1. Why split? Tight coupling between applications, poor extensibility, legacy code, limited system scalability, and accumulating technical debt make monolithic systems fragile and hard to evolve.
2. Preparation before splitting includes multi‑dimensional analysis of business complexity, understanding existing domain models, and reaching consensus among product, development, and operations to define clear service boundaries with high cohesion and low coupling.
3. Defining boundaries follows the single‑responsibility principle; each new service should be independent like the distinct abilities of the “Huluwa” brothers, yet capable of being combined into a platform.
4. Database splitting covers vertical sharding (separating tables into different databases) and horizontal sharding (splitting large tables such as message tables). New tables should use utf8mb4 charset and include all necessary indexes.
5. Global ID generation replaces auto‑increment primary keys to avoid conflicts during migration. Options include snowflake (https://github.com/twitter/snowflake), a dedicated MySQL table with auto_increment , or dual‑table odd/even strategies.
6. Data migration steps – create new tables, perform full data sync during low‑traffic windows, then use binlog‑based incremental sync tools (e.g., Alibaba Canal or Otter) ensuring the binlog position is captured before the full load.
7. SQL refactoring is required because cross‑database joins are unsupported; strategies include eliminating joins, using global tables, adding redundant fields, or performing in‑memory joins via RPC or local cache.
8. Cut‑over strategies – (a) stop‑write: pause writes, switch reads, and migrate; (b) dual‑write: write to both old and new tables for a short period, then disable binlog sync.

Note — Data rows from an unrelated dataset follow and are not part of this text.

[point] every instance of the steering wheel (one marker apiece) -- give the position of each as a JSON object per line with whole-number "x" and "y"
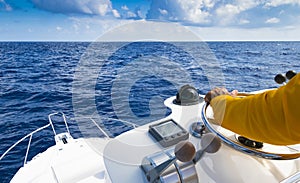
{"x": 268, "y": 151}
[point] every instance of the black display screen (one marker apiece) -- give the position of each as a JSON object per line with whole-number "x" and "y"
{"x": 168, "y": 133}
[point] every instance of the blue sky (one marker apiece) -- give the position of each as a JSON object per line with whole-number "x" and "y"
{"x": 82, "y": 20}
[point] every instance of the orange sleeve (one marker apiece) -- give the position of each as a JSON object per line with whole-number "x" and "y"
{"x": 272, "y": 117}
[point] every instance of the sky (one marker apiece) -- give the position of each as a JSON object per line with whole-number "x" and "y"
{"x": 211, "y": 20}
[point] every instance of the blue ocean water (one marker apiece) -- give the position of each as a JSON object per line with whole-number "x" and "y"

Each has trade‑offs in risk, latency, and rollback complexity.
9. Consistency after split can be achieved via distributed transactions (generally avoided), message‑based compensation, or scheduled compensation jobs to achieve eventual consistency.
10. Post‑split stability relies on defensive programming, clear interface contracts, flow control, caching strategies, SOP‑driven incident response, and continuous monitoring of resource usage (CPU, memory, DB QPS, cache hit rates).
11. Key takeaways – prepare thoroughly, decompose complex work into testable steps, anticipate Murphy’s Law, and maintain SOPs to handle unexpected failures.